Postnatal Growth and Later Risk of Disease

Small body size in childhood may reflect nutritional insufficiency that may program adult disease in ways similar to that observed in the fetal period. Independent of birth weight, low weight at 1 year of age has been associated with increased risk of cardiovascular disease in adult men. Similarly, poor childhood growth manifested as short stature has been linked with insulin resistance.
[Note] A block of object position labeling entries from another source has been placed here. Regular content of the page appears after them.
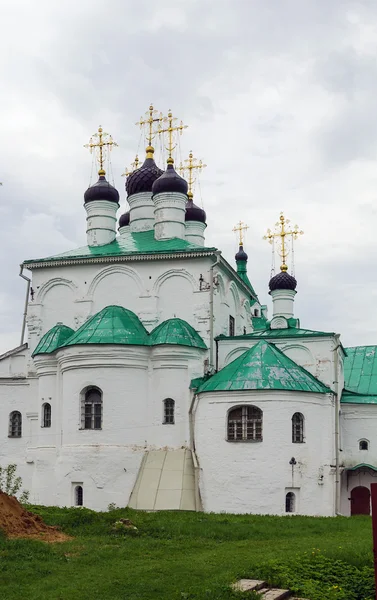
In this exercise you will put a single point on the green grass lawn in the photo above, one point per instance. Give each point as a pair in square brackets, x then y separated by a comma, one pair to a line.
[178, 556]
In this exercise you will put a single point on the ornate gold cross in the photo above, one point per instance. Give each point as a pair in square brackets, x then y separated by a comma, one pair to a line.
[105, 142]
[191, 164]
[151, 116]
[169, 130]
[134, 166]
[281, 232]
[240, 228]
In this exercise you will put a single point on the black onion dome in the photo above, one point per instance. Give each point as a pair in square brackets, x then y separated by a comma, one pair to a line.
[102, 190]
[124, 220]
[282, 281]
[142, 179]
[194, 213]
[241, 254]
[170, 181]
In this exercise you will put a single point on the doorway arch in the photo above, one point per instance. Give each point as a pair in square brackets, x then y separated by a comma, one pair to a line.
[360, 501]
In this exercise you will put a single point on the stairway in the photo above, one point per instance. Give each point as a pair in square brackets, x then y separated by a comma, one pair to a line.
[268, 593]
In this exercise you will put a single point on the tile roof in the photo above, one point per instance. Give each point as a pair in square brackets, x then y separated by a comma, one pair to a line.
[263, 367]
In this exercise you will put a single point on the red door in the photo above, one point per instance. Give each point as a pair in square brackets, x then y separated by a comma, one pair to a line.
[360, 501]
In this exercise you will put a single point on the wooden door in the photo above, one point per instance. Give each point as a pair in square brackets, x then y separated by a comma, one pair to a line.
[360, 501]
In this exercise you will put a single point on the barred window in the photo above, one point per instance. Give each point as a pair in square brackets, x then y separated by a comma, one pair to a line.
[15, 424]
[245, 424]
[46, 415]
[290, 502]
[298, 428]
[79, 495]
[91, 409]
[169, 407]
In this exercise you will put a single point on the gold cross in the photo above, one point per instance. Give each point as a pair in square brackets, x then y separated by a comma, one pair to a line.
[134, 166]
[190, 165]
[282, 233]
[105, 142]
[240, 227]
[169, 130]
[153, 117]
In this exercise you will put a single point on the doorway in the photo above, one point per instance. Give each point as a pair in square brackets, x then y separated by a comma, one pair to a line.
[360, 501]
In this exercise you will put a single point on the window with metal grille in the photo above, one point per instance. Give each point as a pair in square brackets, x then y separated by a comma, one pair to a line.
[46, 415]
[79, 495]
[169, 406]
[298, 428]
[91, 409]
[290, 502]
[15, 424]
[231, 325]
[245, 424]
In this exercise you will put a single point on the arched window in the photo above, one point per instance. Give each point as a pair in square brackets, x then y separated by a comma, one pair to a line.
[290, 502]
[79, 495]
[169, 406]
[46, 415]
[245, 424]
[298, 428]
[91, 409]
[15, 424]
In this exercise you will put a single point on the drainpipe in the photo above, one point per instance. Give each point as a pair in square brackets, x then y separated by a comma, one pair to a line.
[211, 292]
[198, 502]
[26, 303]
[337, 411]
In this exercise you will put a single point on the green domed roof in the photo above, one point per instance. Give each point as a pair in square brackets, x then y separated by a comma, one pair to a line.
[54, 338]
[176, 331]
[112, 325]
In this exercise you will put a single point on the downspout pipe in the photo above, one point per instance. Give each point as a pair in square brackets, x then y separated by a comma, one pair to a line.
[28, 280]
[211, 311]
[337, 413]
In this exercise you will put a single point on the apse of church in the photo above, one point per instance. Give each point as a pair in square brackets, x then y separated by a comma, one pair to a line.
[152, 376]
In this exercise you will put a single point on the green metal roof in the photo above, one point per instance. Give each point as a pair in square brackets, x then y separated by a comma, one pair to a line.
[54, 338]
[264, 367]
[126, 245]
[360, 370]
[112, 325]
[176, 331]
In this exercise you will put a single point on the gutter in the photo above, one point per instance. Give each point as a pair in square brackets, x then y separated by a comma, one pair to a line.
[211, 292]
[26, 303]
[337, 413]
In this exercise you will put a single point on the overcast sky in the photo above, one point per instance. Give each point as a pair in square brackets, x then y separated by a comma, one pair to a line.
[280, 97]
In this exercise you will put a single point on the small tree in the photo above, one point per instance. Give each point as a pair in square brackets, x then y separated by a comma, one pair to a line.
[11, 485]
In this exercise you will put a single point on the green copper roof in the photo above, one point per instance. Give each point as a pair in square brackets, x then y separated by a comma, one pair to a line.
[112, 325]
[291, 332]
[263, 367]
[127, 245]
[360, 370]
[54, 338]
[176, 331]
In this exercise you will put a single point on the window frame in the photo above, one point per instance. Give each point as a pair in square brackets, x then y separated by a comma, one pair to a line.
[169, 411]
[298, 429]
[89, 411]
[46, 419]
[12, 432]
[246, 424]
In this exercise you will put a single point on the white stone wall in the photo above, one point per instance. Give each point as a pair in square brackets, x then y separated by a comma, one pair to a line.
[254, 477]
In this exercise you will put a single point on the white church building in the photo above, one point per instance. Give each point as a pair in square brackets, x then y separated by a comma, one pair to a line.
[153, 377]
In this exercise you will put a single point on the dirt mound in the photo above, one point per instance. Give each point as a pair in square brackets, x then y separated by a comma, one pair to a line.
[15, 521]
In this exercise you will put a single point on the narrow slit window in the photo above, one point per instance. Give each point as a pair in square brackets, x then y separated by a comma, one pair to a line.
[298, 428]
[169, 410]
[15, 424]
[245, 423]
[46, 414]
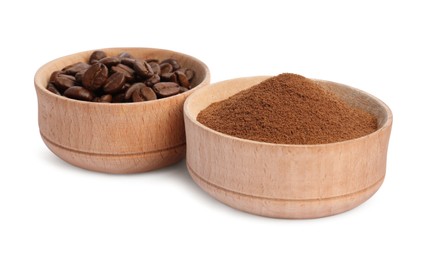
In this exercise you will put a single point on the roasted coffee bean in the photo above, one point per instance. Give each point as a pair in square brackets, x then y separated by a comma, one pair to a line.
[79, 93]
[95, 76]
[53, 89]
[182, 79]
[167, 76]
[155, 67]
[173, 62]
[128, 61]
[124, 69]
[153, 80]
[166, 89]
[166, 68]
[79, 76]
[190, 74]
[143, 93]
[103, 99]
[133, 88]
[110, 61]
[75, 68]
[96, 56]
[114, 83]
[120, 78]
[143, 69]
[124, 55]
[183, 89]
[53, 76]
[63, 81]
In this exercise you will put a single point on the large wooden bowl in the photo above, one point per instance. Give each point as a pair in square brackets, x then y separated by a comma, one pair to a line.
[115, 138]
[286, 181]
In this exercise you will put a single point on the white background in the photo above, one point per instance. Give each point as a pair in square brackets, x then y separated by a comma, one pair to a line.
[52, 210]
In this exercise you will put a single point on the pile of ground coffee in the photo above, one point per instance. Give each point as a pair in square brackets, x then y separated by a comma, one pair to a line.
[288, 109]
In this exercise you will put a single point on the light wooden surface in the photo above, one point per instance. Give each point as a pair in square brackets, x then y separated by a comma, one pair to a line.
[115, 138]
[286, 181]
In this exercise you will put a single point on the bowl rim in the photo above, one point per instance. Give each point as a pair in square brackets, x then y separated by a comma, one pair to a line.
[39, 72]
[189, 116]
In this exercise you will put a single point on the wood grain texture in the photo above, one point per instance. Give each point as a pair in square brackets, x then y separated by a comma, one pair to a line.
[115, 138]
[286, 181]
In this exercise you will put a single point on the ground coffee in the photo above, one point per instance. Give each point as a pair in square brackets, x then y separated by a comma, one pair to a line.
[288, 109]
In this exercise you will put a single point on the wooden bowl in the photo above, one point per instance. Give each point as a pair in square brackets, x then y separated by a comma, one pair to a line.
[286, 181]
[115, 138]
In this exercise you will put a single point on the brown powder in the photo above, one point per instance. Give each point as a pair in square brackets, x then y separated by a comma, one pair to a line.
[288, 109]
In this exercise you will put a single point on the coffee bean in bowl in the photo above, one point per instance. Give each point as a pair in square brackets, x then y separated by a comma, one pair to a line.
[103, 78]
[101, 111]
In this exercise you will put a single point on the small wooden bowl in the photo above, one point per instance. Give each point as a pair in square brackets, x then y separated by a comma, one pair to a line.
[115, 138]
[286, 181]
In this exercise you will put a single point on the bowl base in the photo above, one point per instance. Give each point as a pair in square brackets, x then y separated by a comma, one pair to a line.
[286, 208]
[119, 163]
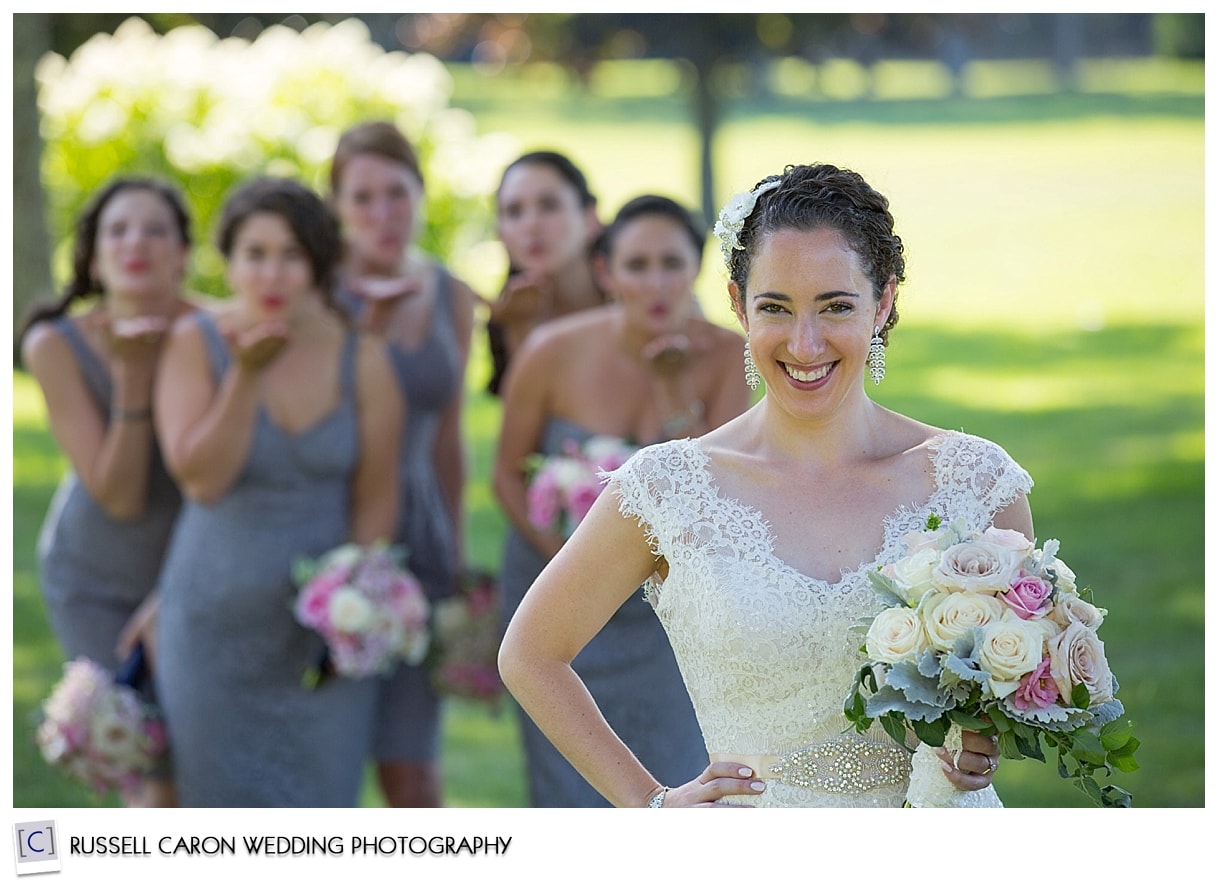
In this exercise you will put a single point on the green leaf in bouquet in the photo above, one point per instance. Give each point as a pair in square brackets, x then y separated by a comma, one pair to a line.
[890, 701]
[1116, 735]
[1027, 741]
[1116, 797]
[1001, 721]
[894, 724]
[886, 590]
[531, 464]
[1088, 748]
[918, 687]
[303, 569]
[1122, 759]
[1009, 744]
[1079, 696]
[932, 732]
[973, 724]
[1090, 788]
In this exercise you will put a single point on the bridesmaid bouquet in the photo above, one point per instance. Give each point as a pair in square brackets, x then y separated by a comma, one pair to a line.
[100, 731]
[467, 630]
[988, 632]
[370, 610]
[563, 486]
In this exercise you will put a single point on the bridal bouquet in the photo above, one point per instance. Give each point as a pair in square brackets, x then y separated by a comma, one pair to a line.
[370, 610]
[99, 731]
[563, 486]
[467, 630]
[988, 632]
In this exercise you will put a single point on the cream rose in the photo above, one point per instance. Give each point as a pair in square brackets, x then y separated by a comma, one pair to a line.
[1071, 608]
[897, 635]
[1077, 657]
[1009, 649]
[1009, 539]
[912, 574]
[1066, 579]
[977, 565]
[350, 610]
[953, 614]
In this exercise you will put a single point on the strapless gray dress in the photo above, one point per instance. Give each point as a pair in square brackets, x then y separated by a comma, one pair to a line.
[408, 710]
[245, 731]
[630, 670]
[95, 570]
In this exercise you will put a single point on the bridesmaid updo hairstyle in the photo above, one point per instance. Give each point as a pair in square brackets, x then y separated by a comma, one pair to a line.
[651, 205]
[380, 138]
[83, 285]
[817, 196]
[309, 219]
[566, 169]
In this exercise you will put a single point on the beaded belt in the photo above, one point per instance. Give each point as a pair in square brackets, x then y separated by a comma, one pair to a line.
[849, 765]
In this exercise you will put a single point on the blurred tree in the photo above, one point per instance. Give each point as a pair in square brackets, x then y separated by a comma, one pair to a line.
[31, 251]
[206, 112]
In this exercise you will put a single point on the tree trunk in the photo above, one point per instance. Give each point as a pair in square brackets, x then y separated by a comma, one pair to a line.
[707, 115]
[31, 243]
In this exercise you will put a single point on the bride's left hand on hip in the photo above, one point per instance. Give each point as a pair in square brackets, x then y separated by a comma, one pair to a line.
[716, 781]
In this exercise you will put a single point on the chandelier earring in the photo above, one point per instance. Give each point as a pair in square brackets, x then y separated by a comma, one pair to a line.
[876, 357]
[752, 375]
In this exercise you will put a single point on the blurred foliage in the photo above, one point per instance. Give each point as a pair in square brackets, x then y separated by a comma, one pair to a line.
[207, 112]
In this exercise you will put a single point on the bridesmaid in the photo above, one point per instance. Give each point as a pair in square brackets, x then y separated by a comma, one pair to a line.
[547, 221]
[426, 316]
[106, 530]
[646, 367]
[281, 426]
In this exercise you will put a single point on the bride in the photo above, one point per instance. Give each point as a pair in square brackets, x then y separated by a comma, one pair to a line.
[756, 537]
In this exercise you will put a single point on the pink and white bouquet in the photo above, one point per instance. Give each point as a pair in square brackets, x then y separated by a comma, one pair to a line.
[98, 731]
[985, 631]
[467, 631]
[370, 609]
[563, 486]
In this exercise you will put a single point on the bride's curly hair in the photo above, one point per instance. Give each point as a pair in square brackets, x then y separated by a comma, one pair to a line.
[823, 195]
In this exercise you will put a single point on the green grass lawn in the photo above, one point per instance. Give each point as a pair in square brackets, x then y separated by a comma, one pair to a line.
[1055, 305]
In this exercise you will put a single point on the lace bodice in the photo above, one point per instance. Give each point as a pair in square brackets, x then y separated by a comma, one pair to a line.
[766, 652]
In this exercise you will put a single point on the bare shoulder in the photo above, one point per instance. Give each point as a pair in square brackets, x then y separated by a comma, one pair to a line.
[716, 339]
[571, 331]
[40, 344]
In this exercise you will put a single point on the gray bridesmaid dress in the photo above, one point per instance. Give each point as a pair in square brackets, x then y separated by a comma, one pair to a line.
[245, 731]
[95, 570]
[408, 709]
[630, 670]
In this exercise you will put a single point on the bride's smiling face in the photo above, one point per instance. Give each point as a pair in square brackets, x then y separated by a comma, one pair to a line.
[810, 312]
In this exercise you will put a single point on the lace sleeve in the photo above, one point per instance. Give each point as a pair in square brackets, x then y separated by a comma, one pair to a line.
[978, 478]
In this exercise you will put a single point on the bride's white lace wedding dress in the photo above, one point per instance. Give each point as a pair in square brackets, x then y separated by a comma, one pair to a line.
[766, 652]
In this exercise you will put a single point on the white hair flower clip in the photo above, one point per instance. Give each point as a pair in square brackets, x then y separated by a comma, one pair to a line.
[731, 218]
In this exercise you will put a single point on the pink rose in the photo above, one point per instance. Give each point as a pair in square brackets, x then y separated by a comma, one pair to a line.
[580, 498]
[1037, 688]
[313, 604]
[542, 498]
[1028, 596]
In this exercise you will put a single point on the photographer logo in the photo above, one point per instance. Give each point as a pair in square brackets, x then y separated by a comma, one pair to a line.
[35, 847]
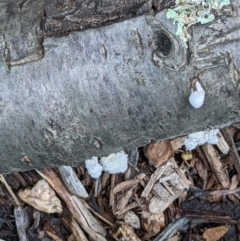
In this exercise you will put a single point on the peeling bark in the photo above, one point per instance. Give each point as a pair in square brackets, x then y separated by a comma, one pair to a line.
[105, 89]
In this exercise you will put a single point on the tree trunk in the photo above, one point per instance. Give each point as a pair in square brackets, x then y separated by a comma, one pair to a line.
[67, 95]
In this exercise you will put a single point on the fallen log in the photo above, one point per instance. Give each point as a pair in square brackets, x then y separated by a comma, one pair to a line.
[102, 90]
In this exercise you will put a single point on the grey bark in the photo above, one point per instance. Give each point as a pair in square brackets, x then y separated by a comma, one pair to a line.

More attention has recently been paid to the effects of rapid childhood growth in height and weight. The observation in much of the fetal programing literature that effects of birth size emerge or are strengthened when current body size (typically represented as BMI) is taken into account suggests an important role for postnatal growth in the origins of adult disease. Individuals who are born small, but who end up relatively large (taller or heavier than their peers) have clearly experienced more rapid growth at some point between birth and when health outcomes and current size are assessed. Whether rapid growth is an independent risk factor or whether it confers increased risk only in individuals with a history of intrauterine growth restriction is a question requiring further research. Moreover, even when strong associations of growth rate and chronic disease risk are found, it is unclear whether the association is causal or whether growth serves as a marker for other underlying causal processes.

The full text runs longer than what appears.